そのためにも、どこでも運動場に取り組む条件として、参加費無料、申込制・定員制にしないということを決めています。この条件には、偶然の出会いの機会をできるだけ損なわないようにしたいという意味もあります。偶然にご近所の人が通りがかっても、その場で無条件に参加できることを大切にしたいと考えています。
他には、なるべくお客様を作らない、別の言葉で言い換えると、サービスを「する人」と「される人」を分けず、みんなが「つくる人」になれるようにしたいということをお伝えしています。現代では、サービスをお金で買うことに多くの人が慣れ過ぎてしまっていることもあり、熱意のある人たちのボランティアの取り組みであっても、「もっと○○するべきだ」と「サービスへの不満」として声が寄せられることがあります。そのような関係性ばかりではまちの中に分断が生まれてしまいますし、さらには自分の住む、あるいは働く・学ぶまちをよりよくすることも他人任せになっていってしまいます。そういった視点から、一人ひとりがその場所を一緒につくる当事者になれるように、例えば準備や片付けをお願いしたり、自分の子どもだけでなく、他の子どもの安全も一緒に見守ってもらったりするようにお願いするなど、意識的に参加者とともに活動をつくることを勧めています。

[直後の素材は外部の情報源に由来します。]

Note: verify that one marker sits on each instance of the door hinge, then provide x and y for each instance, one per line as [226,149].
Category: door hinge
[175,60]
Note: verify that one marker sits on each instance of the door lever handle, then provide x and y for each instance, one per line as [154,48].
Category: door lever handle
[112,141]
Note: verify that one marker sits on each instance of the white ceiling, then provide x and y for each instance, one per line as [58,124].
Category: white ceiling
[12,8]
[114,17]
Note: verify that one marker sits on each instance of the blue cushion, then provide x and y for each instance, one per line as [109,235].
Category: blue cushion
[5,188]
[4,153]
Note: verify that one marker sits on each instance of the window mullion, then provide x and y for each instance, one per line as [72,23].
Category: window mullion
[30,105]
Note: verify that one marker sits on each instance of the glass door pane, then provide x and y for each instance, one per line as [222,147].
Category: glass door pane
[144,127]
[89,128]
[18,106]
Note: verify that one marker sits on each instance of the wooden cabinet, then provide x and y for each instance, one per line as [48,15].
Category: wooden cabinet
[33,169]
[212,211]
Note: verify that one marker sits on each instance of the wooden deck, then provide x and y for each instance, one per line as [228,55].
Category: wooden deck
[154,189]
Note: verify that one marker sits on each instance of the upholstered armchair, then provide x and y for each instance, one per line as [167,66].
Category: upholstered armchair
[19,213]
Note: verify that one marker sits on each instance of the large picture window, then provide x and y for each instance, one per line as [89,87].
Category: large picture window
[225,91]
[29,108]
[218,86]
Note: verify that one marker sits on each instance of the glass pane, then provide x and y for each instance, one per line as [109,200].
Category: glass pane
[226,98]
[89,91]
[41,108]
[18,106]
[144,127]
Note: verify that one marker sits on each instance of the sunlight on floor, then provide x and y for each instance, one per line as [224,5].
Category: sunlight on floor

また、地域の中の身近な場所を使うという点で、どこでも運動場を開きたい人たちには、地域や公共の仕組みを丁寧に伝えるとともに、関係者とつなぐことも大切にしています。特に若い世代の人たちには、地域や公共がどうやって回っているのか、誰が回しているのかがなかなか分からないものです。例えば、地域には町会や自治会があって、役員の方たちが中心になって、住民の生活が安全に円滑に回るように動いてくださっています。また、身近な公共施設にも管理をしている行政の部署があります。どこでも運動場はまだまだ新しい仕組みなので、関係者の方々にも認識・理解していただくことが大事なプロセスになっています。一方で、そうした方々にどこでも運動場を通して出会ったことがきっかけとなって、他の取り組みへとつながることもあります。

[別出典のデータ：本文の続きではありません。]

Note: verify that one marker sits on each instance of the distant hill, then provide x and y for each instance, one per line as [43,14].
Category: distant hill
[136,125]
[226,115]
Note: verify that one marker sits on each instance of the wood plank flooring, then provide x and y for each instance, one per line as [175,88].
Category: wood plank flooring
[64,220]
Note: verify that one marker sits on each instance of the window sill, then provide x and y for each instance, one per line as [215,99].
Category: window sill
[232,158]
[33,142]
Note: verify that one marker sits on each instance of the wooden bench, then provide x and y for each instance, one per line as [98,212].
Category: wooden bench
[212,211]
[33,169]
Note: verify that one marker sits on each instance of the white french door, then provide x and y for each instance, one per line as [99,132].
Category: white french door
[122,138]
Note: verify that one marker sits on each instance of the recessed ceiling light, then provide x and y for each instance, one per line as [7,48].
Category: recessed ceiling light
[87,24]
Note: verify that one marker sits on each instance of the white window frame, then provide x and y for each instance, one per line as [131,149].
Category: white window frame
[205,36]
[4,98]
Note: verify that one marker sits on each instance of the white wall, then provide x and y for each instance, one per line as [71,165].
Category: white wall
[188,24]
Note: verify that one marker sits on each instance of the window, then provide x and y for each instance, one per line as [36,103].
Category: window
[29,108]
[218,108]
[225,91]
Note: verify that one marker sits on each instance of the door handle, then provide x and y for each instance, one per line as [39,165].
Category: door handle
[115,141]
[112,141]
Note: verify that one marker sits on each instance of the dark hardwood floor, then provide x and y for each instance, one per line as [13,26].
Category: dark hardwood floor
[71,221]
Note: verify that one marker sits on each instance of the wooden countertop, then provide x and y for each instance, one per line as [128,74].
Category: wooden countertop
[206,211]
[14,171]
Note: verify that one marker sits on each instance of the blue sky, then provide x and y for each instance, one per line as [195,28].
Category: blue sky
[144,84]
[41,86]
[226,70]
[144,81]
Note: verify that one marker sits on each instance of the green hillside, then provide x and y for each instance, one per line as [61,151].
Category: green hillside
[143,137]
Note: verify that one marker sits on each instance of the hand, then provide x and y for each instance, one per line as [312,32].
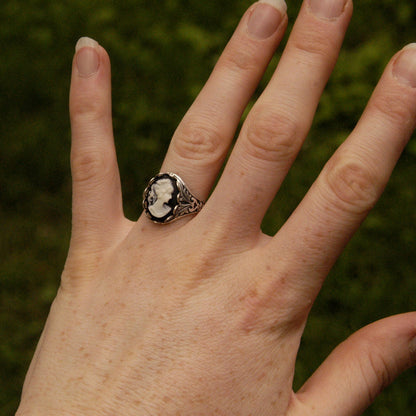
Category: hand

あとは、無理をしないということですね。せっかくの機会だから色々なことを盛り込もうとしてしまいがちですが、頑張りすぎると大変さが先に立って「次もまたやろう」という気持ちになりにくくなってしまいます。小さい規模でもいいので、できるだけ回数を重ねるほうが、「思わず身体を動かしたくなるまち」や、ご近所の顔見知りが増える近道になるのではないかと考えています。

− 今後のプロジェクトの展望を教えてください。

嶋村
今年度で5年目となり、着実に実施の回数は増えていますが、もっと多くの場所で実施されるようになってほしいですね。また、大きな規模でなくていいので、日常に溶け込むぐらい定期的に実施する人が増えていってほしいと思っています。気軽なご近所活動レベルというか。どこでも運動場があるから、みんなが集まって体動かしたり、おしゃべりをしたりすることができるという風に、渋谷区全体でまちの空気が変わっていくといいなと思います。

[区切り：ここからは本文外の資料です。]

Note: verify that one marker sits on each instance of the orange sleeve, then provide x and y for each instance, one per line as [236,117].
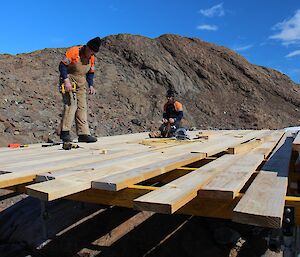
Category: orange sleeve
[178,106]
[71,56]
[165,107]
[92,69]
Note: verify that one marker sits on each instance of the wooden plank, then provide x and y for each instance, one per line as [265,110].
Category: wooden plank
[228,184]
[124,198]
[28,173]
[179,192]
[263,203]
[279,160]
[120,181]
[70,184]
[223,143]
[296,143]
[244,147]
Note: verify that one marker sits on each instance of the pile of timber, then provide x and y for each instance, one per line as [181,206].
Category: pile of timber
[237,174]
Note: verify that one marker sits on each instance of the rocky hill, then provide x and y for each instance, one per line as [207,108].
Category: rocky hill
[218,88]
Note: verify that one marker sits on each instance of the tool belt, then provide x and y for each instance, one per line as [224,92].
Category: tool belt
[62,88]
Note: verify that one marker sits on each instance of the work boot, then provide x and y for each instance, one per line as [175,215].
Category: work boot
[87,139]
[65,136]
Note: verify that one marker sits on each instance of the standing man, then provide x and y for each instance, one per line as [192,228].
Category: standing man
[77,69]
[172,115]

そのためには、地域の人がもっと気軽に使うことのできる場所がまちの中に必要ですね。今も渋谷区内に残っている遊戯道路を「どこでも運動場スポット」として指定するなど、常設の場所が可視化されるようになると、もっと楽しいことが生まれそうな気がします。また、道路等公共空間を使用するための手続きが簡素化されるような仕組みができれば、定期的に実施する活動が広がるのではないかと思います。イギリスでは、すでに全国で70を超える自治体が、プレイストリートを支援するため、週1回3時間までの道路封鎖の手続きを年1回でも大丈夫にするという運用を始めています。渋谷区が全国に先駆けてそのような仕組みを創り、市民が自ら自分たちのまちを面白くしていくという活動を支える最先端の場所になっていったらよいですね。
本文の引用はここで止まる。